Wanda and Wayne,
I've been dating an amazing woman for four months and I can already see us together forever. It's crazy because I've never felt this sure about someone or anything before. And the timing has been perfect. How and when we met, we're both mid 20s, we both have great jobs and career paths, solid families, great lives that are even better together.
She feels the same way, but is already moving everything forward. She's started talking about moving in together soon, since we pretty much spend most weekends and many weeknights together anyway. Or even buying a condo together since it's a better investment for our future. She's also talked about how many kids she wants, three, and when she wants to start having them, in five years. And about her dream wedding in wine country, of course, with all of our families and friends. Etc. Etc.

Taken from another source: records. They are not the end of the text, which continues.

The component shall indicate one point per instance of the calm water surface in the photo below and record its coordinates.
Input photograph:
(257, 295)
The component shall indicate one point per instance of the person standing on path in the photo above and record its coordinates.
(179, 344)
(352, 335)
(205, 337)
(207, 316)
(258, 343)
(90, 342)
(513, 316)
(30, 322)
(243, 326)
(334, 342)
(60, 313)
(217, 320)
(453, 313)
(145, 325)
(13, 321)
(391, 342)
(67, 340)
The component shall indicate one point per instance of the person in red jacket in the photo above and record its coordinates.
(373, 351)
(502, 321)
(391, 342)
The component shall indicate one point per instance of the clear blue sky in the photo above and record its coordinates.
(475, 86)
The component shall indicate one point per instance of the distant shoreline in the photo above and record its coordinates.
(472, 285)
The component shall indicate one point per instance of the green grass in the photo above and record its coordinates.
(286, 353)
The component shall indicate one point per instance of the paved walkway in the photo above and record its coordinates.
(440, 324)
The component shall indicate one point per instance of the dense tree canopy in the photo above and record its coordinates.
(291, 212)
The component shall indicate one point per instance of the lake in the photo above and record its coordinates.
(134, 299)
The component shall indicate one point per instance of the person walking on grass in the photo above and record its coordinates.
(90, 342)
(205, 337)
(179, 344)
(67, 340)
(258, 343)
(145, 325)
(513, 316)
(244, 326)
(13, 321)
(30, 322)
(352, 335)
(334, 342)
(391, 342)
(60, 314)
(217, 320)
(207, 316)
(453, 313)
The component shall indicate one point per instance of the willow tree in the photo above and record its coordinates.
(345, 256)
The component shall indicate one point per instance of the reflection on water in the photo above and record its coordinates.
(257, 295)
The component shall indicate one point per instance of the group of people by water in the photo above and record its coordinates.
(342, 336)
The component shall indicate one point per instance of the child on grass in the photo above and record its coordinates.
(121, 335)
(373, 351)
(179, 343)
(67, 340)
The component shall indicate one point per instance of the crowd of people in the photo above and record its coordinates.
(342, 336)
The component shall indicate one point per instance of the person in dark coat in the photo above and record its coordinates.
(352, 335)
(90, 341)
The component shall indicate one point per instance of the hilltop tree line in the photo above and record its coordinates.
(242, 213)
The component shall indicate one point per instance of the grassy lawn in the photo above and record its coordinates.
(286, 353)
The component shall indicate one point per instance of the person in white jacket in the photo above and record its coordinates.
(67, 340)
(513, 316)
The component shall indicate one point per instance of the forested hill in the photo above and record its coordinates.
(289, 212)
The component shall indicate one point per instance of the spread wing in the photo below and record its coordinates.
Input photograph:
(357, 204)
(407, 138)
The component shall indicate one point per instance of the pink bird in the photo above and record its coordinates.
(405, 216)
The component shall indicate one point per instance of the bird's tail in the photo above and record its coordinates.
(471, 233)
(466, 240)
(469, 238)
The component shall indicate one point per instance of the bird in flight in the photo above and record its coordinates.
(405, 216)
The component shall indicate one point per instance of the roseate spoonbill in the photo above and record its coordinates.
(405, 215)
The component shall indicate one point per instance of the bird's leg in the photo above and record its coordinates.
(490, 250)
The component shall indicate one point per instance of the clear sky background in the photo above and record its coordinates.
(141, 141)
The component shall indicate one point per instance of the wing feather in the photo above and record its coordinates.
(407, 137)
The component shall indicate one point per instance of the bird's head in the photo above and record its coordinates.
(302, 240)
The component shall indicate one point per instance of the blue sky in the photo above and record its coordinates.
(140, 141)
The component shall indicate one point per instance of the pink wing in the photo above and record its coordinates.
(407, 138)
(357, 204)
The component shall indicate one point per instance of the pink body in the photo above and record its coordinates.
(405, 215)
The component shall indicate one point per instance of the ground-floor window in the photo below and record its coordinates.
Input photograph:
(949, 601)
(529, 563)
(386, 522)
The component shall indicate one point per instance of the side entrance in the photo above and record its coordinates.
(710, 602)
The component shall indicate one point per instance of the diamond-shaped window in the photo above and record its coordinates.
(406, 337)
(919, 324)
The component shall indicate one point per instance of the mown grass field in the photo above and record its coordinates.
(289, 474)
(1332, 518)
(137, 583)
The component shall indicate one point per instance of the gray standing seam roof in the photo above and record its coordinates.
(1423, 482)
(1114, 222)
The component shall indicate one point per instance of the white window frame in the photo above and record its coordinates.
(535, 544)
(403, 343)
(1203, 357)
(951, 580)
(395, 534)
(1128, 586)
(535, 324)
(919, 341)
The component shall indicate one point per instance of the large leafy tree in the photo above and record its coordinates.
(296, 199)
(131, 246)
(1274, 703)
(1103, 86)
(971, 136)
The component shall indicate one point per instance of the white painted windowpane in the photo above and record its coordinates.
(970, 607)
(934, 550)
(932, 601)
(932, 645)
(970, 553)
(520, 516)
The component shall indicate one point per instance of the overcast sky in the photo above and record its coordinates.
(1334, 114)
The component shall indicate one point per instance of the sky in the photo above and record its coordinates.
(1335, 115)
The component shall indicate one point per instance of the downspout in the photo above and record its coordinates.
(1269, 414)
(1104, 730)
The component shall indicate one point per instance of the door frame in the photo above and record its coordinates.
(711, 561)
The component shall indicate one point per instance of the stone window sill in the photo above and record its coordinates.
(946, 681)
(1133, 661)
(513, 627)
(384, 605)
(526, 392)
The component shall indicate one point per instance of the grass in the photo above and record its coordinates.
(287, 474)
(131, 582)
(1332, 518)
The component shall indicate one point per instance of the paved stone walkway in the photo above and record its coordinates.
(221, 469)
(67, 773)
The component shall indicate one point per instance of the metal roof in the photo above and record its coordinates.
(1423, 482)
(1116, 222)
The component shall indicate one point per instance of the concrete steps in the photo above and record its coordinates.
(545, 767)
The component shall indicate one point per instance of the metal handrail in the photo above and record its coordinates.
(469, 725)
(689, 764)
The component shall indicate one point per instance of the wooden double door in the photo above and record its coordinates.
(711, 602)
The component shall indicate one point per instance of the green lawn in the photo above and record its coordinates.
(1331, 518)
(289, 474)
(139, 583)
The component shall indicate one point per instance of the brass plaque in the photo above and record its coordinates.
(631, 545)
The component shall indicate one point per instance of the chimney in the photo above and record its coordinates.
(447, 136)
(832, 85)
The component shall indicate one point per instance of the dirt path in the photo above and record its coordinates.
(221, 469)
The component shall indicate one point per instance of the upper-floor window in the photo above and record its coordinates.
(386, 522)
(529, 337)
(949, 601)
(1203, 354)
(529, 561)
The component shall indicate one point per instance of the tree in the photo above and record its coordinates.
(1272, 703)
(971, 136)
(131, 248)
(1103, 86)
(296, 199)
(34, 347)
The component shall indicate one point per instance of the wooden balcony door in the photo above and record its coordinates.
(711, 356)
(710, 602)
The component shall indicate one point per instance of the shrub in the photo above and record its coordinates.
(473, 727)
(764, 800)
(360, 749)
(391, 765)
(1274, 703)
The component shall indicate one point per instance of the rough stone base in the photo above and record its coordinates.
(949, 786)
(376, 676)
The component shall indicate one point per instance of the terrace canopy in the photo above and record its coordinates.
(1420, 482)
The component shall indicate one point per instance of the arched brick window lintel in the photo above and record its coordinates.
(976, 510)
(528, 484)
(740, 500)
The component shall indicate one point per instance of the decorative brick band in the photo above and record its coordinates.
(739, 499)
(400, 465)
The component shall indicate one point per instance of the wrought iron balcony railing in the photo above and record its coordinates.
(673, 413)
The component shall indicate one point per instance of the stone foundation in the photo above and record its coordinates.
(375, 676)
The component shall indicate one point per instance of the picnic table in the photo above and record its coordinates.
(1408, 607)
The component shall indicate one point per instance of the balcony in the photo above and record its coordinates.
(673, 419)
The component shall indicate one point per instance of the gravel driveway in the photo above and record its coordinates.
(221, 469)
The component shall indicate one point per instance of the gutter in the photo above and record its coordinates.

Most of the time I go along with it because it sounds amazing and I want that too. But I also get a knot in my belly because it's scary how fast she wants to move and how determined she is have everything work out exactly how she has it planned in her head. Sometimes I feel like I'm just a piece in her big puzzle or game. I feel lucky of course to have someone I'm totally crazy about and who knows what she wants. Everyone else I've dated is lost and figuring things out or so much different than I am. I feel lost sometimes too, though. So I'm afraid that if I go along with her at this pace that I'll be married with kids and a minivan tomorrow. But if I ask her to slow down or say, "Hey, we've only been dating four months," she'll think I have doubts, or I'm not able to keep up, or I'm not ambitious.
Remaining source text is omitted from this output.